HS
May 2, 2020
This course provides an introduction of some important concepts and tools on a very important aspect of data science: cleaning and organizing data before any analysis. A must for any data scientist.
DH
Feb 1, 2016
Easy, mostly instructive Course. The Assignments and quizzes are quite good, and illustrates the lessons very well.
See the videos for general presentation, but use the energy on the excersizes.
By Sergio C d F
•Aug 23, 2016
The video is simple and good.
But the final project and some test are too hard based on material presented.

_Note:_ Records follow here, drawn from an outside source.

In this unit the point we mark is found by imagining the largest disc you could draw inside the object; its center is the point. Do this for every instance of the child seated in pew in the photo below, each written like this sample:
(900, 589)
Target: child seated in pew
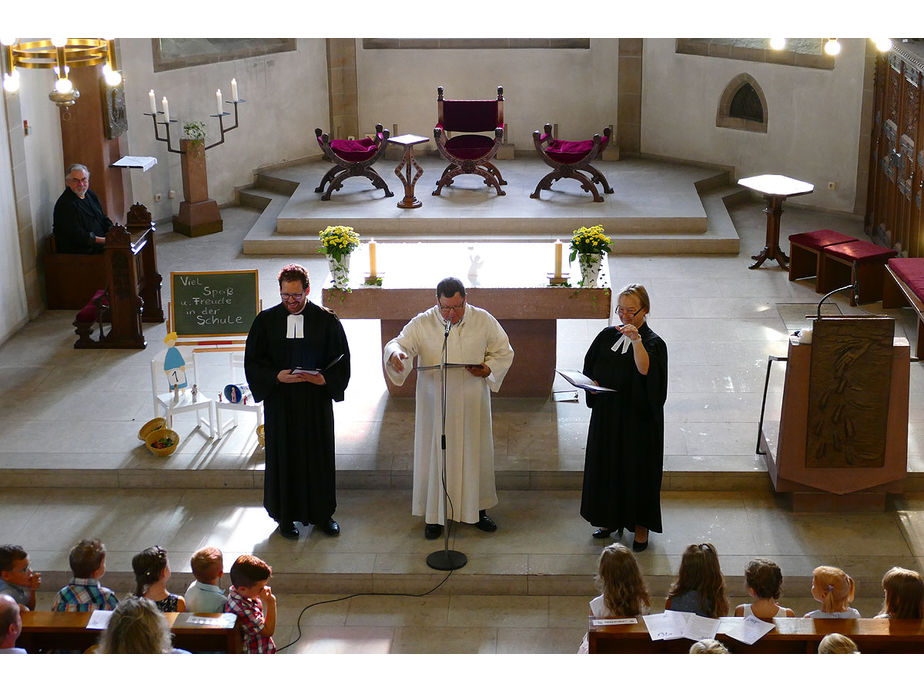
(84, 592)
(151, 574)
(835, 590)
(254, 603)
(764, 581)
(904, 594)
(204, 593)
(700, 585)
(622, 587)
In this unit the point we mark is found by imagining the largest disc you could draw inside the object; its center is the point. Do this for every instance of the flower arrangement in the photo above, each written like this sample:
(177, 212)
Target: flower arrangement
(589, 240)
(339, 241)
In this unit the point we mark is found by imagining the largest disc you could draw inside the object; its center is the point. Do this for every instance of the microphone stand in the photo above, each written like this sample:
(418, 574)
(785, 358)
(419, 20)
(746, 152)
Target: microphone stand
(445, 559)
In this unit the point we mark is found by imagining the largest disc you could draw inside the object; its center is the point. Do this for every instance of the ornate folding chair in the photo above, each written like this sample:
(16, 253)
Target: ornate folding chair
(568, 158)
(352, 158)
(469, 152)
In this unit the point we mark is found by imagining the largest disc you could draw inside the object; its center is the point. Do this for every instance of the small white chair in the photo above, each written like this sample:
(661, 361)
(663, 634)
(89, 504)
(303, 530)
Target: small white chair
(164, 404)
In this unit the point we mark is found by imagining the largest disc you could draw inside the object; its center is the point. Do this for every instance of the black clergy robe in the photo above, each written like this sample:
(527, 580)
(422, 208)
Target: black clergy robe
(625, 441)
(299, 418)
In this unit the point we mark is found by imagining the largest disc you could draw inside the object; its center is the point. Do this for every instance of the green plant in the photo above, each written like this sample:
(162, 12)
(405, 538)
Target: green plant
(339, 241)
(589, 240)
(194, 130)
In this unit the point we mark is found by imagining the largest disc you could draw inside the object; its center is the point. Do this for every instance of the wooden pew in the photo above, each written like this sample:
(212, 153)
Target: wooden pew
(53, 630)
(791, 636)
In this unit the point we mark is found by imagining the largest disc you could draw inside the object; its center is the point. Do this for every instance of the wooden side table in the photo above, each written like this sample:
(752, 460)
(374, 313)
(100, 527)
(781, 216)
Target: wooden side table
(775, 189)
(408, 160)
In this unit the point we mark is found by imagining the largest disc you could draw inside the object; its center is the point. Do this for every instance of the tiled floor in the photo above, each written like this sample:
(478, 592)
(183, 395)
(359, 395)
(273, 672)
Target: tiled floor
(71, 466)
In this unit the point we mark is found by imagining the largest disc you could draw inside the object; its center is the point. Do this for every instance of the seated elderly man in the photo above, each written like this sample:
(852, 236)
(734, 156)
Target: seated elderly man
(10, 625)
(80, 225)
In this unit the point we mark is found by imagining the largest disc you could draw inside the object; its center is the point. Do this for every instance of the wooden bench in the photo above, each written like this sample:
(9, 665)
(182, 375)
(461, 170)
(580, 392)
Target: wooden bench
(790, 636)
(903, 285)
(53, 630)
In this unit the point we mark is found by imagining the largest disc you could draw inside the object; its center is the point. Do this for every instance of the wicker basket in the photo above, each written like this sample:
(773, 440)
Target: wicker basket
(159, 434)
(151, 425)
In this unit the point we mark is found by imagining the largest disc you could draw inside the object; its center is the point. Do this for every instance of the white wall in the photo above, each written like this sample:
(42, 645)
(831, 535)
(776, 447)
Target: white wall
(813, 125)
(575, 88)
(286, 96)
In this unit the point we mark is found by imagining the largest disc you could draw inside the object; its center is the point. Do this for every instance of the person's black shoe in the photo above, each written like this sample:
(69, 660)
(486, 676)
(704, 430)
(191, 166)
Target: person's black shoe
(288, 530)
(330, 528)
(485, 523)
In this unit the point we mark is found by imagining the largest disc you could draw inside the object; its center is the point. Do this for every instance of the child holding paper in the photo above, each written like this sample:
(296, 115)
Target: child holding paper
(835, 590)
(700, 585)
(764, 580)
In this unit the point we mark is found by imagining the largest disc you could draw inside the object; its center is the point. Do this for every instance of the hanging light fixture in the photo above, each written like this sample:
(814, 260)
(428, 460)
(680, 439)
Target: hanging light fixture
(59, 54)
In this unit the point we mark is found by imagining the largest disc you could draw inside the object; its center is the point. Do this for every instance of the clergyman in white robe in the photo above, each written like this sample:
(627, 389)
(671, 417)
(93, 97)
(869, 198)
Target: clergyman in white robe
(477, 338)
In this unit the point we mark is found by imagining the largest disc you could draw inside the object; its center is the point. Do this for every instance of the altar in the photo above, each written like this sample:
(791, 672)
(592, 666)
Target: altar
(510, 283)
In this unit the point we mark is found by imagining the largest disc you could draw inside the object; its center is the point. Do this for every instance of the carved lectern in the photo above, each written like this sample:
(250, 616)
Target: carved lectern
(843, 432)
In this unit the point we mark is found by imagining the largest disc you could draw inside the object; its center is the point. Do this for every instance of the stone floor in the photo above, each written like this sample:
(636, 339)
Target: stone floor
(71, 466)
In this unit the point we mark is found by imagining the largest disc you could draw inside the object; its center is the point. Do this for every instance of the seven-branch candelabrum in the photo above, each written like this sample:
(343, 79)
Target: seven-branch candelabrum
(166, 120)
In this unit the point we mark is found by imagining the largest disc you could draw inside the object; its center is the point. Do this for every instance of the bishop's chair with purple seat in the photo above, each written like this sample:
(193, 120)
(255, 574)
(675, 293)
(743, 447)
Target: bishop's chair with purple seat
(352, 158)
(469, 152)
(568, 158)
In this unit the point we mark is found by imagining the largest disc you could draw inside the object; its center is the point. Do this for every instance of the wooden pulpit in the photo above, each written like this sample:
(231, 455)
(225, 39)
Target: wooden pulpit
(843, 431)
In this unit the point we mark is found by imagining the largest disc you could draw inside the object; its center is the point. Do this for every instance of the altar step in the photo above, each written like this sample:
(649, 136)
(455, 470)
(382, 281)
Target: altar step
(689, 215)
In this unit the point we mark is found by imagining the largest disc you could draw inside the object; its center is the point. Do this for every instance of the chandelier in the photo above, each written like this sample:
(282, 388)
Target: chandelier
(58, 54)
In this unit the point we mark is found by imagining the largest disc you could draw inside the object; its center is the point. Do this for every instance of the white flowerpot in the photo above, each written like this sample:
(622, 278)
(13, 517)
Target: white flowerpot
(340, 271)
(590, 268)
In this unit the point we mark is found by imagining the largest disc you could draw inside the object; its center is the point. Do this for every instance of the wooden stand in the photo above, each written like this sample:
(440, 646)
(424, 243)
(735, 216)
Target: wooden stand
(843, 435)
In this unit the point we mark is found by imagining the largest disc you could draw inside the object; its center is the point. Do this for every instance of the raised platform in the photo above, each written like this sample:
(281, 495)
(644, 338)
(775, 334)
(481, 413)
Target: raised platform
(672, 220)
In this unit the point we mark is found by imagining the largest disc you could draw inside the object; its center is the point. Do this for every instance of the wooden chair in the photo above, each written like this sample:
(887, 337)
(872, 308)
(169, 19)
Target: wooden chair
(469, 153)
(568, 158)
(352, 158)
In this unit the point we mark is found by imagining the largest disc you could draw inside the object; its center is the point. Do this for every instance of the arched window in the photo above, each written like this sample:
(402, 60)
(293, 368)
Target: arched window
(742, 106)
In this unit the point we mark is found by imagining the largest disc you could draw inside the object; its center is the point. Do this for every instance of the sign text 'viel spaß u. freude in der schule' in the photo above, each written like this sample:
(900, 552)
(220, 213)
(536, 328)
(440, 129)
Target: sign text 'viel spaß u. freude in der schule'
(213, 304)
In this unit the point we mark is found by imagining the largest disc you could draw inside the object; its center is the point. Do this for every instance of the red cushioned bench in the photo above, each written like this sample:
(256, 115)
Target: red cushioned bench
(859, 262)
(903, 285)
(805, 251)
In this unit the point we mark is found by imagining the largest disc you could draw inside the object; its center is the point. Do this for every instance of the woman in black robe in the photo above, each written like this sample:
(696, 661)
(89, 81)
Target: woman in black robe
(625, 442)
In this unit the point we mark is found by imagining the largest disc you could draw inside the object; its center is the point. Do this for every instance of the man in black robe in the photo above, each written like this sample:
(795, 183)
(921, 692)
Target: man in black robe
(80, 225)
(299, 336)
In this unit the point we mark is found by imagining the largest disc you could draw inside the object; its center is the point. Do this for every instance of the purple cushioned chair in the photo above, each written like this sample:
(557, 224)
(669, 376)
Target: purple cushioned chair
(352, 158)
(469, 152)
(568, 158)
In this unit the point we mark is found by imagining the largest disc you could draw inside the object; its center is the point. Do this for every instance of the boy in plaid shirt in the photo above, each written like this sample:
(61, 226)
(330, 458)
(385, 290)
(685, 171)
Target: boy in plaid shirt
(254, 603)
(83, 592)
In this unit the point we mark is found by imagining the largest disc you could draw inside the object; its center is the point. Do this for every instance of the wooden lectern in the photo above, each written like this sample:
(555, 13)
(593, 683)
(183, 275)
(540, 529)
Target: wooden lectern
(843, 432)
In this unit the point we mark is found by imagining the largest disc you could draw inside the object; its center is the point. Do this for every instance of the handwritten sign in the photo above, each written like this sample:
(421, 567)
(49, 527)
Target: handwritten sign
(213, 304)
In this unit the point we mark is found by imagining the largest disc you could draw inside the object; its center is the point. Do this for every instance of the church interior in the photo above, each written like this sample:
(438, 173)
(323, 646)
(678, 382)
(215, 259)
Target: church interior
(71, 463)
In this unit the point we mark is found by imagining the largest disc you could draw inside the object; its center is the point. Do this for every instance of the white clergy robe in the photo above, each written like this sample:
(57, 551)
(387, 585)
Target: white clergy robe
(477, 338)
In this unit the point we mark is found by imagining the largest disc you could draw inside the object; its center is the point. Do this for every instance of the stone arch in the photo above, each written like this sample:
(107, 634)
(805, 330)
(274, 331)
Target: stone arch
(746, 112)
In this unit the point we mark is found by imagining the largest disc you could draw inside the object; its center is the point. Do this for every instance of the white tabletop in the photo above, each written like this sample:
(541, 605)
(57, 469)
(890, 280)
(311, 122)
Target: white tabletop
(772, 184)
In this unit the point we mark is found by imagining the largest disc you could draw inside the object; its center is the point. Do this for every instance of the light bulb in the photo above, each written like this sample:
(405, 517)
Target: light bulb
(883, 45)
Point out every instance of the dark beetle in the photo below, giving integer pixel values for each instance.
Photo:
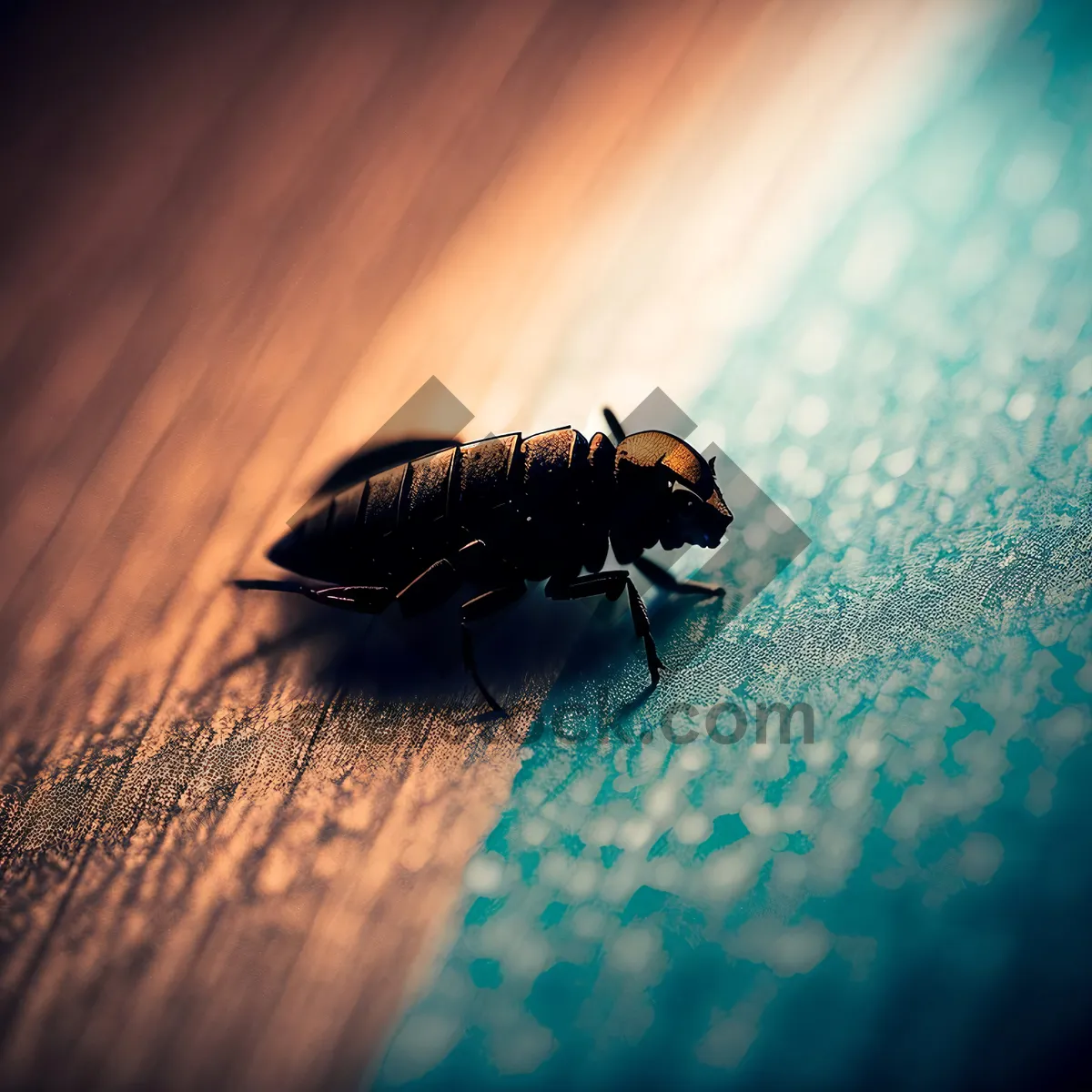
(410, 521)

Also staff's support are not good.
By Cintia K
•Mar 9, 2021
Unfortunately the course's lectures are quite outdated, so you won't pass week 1 without all the research done by yourself.
By Ruwaa I
•Aug 18, 2020
I learned "ask Google" and dplyr, nothing more. Not as satisfied as with the other courses in the specialization.
By Adrea G
•Jul 28, 2022
I started this course but I don't feel that the material covered reflects the material tested in the quiz.
By Gianluca M
•Sep 19, 2016
The only interesting part was dplyr. The rest was too confusing, with lots of lists and no explanations.
By Adam M
•Jan 17, 2020
The information in the lectures is very stale, which makes it extremely frustrating to learn from.
By DESIREE P
•Mar 10, 2021
Messier than the 2 previous courses. Lacks explanations for codebook in the peer-graded exam.
By Sudarshan P
•Dec 5, 2017
The course material needs update. There are code snippets that do not work.
By Aditya D
•Sep 18, 2017
This course could have been better. It was all textual and it got boring.
By James C
•May 29, 2017
Final assignment is not well detailed, and may cause confusion.
By Guy P
•Mar 3, 2016
This course lacks projects to implement the skills we learn.
By Lee D
•May 18, 2016
The course was a bit mixed in terms of its quality.
By Colin H
•Oct 21, 2020
Guidance for assessments could be a lot better
By Adam K
•Aug 25, 2019
Very poor instructions for assignments.
By Rafee S
•Feb 25, 2019
waste of time for software engineers
By Maximilian P
•Jul 11, 2018
Too many things in one place
By Sergio B
•Nov 17, 2017
Worst class in this series.
By Michal K
•Apr 29, 2016
too superficial
By Leandro J G D
•May 12, 2020
Lacking focus.
By Warren
•Aug 5, 2016
Boring.
By Walson Q
•Nov 29, 2018
2
By Dan H
•Jan 16, 2018
This course is about getting data from the web and processing it using a computer language and packages in that language that are under active development. There is a github repo with course content and other electronic resources that are made to be easy to update. It has never been updated, even once since the course first went live 4 years ago. There are many broken links, several new features and bugs in packages that make lecture content obsolete or broken, errors found by students, etc. None of these issues have been addressed, even once, in any of the material, including the extremely easy to update content on github. This is disappointing and not very professional. Additionally, many of the notes are not particularly good to begin with. Much of it is essentially cribbed from other online tutorials, examples in the documentation, and in a few cases, someone else's (also broken) lectures. Take this course if you want a study group (the forums are actually quite useful) to help you go through 4 year old lectures rehashing online tutorials from 4 years ago about a topic that changes pretty quickly.
By Grant I
•Jan 22, 2018
Made it all the way to week four and decided to drop this entire specialization. The data set in the final project is poorly referenced (despite the code book provided). The data set comes in 24 text files you have to merge (which isn't a problem in R) but what is a problem is when you don't understand what the variables and observations are. Perhaps if I worked in the medical field these measurements would mean more, but to a business major, they are incomprehensible with the limited documentation provided. So my assumption was, if I am having difficulty understanding what the final data structure should look like, others will be having the same problem......and its peer reviewed. How can I possible grade someone else
By Abdulaziz M A A
•Jul 2, 2020
I have to date completed the first 2 courses in Data Science: Foundations using R Specialization.
Today I have cancelled my subscription for the following reasons:
1 Poor course design and delivery
Lesson contents inadequately covered and sourced, lecturers deliver a fast paced recordings with very little examples and references making it hard for beginner students to keep pace and find themselves unprepared for the required quizzes and exams.
2 Course materials needs to be updated and presented to facilitate learning , eg. often times students are referred to static links and too many many times new and un-familiar concepts/ functions are rushed thru with no introduction or explanation.
By Ryan N
•Oct 29, 2021
Course content is ok except for the week 2, quite confusing. Not very detail. Quite a few slides asking you to read up yourself from other sources.
And for the quizzes, mostly beyond the scope of the course.
Project wise, coding part is fine. The part that is totally not fine is the project requires you to prepare codebook and README, without any guidance in any videos in this course, or courses prior to taking this course. All you need is to read up yourself from other sources. The community are assuming people who are taking these courses have good knowledge in programming related work.